Però da questa prospettiva si vede anche altro. Stefano e Pietro che con la Cooperativa sociale Maite di Città alta, organizzano un sistema di volontari per portare la spesa a casa a chi non può uscire. Franca che in Val Seriana crea una rete per mettere a disposizione appartamenti sfitti a medici e infermieri. Anita che a Treviolo decide di chiudere la sua fabbrica per tenere al sicuro i suoi dipendenti.

E ancora Lorena che con altre trenta donne di Clusone si inventa di tagliare e cucire mascherine. Mauro che fa i turni di notte in terapia intensiva, si ammala e va in quarantena, ma una volta guarito vuole tornare in corsia. E Laura che dalla terapia intensiva chiama la nipote della signora Marta, poco prima che se ne vada e permette così a nonna e nipote di darsi un ultimo saluto.

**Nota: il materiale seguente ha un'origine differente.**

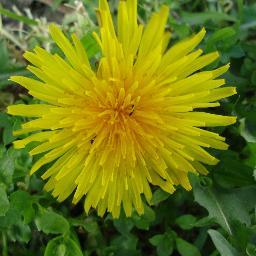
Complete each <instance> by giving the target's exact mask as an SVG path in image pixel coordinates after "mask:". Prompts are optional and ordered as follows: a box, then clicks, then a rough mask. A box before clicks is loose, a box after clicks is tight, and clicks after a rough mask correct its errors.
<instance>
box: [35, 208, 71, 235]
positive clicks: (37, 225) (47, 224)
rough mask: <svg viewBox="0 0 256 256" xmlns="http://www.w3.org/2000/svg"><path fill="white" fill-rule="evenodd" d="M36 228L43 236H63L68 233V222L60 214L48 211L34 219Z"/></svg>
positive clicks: (44, 211) (68, 227) (51, 211)
mask: <svg viewBox="0 0 256 256" xmlns="http://www.w3.org/2000/svg"><path fill="white" fill-rule="evenodd" d="M36 226H37V228H38V230H39V231H43V232H44V233H45V234H65V233H67V232H68V231H69V223H68V221H67V220H66V219H65V218H64V217H62V216H61V215H60V214H57V213H55V212H52V211H48V210H44V211H43V213H42V214H41V215H39V216H38V217H37V218H36Z"/></svg>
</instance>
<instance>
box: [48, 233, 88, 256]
mask: <svg viewBox="0 0 256 256" xmlns="http://www.w3.org/2000/svg"><path fill="white" fill-rule="evenodd" d="M44 256H83V253H82V251H81V249H80V248H79V246H78V245H77V244H76V242H75V241H74V240H72V239H71V238H69V237H67V238H63V237H62V236H59V237H55V238H53V239H52V240H50V241H49V242H48V244H47V246H46V249H45V252H44Z"/></svg>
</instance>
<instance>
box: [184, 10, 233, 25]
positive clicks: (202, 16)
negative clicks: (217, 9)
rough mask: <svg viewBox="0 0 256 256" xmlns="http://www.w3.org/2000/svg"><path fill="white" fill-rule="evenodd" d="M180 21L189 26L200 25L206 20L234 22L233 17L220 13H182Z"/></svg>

E poi i vicini di casa che si organizzano per portare a chi ha bisogno pane, giornale, medicine. I tifosi dell’Atalanta che devolvono i loro biglietti per la trasferta di Valencia al Papa Giovanni. Gli alpini che in una settimana costruiscono un ospedale da campo. Gli infermieri sfiniti che da un ospedale senza risorse e medici, accompagnano alla morte con una carezza e una preghiera per ciascuno.

Questa è Bergamo.

Questi sono gli anticorpi. La nostra coesione sociale. Quella coesione che se sei cresciuto a Bergamo conosci molto bene. Quella coesione che rende Bergamo ancora un posto sicuro. Perché a Bergamo non sei mai veramente solo. Siamo una comunità, un corpo unico che consola e abbraccia, combatte e dà speranza.

Siamo una comunità prima di tutto, a discapito di chi ancora tra noi ci pensa come ingranaggi della macchina del capitale.

Siamo una comunità e solo il nostro esserlo fino in fondo ci salverà.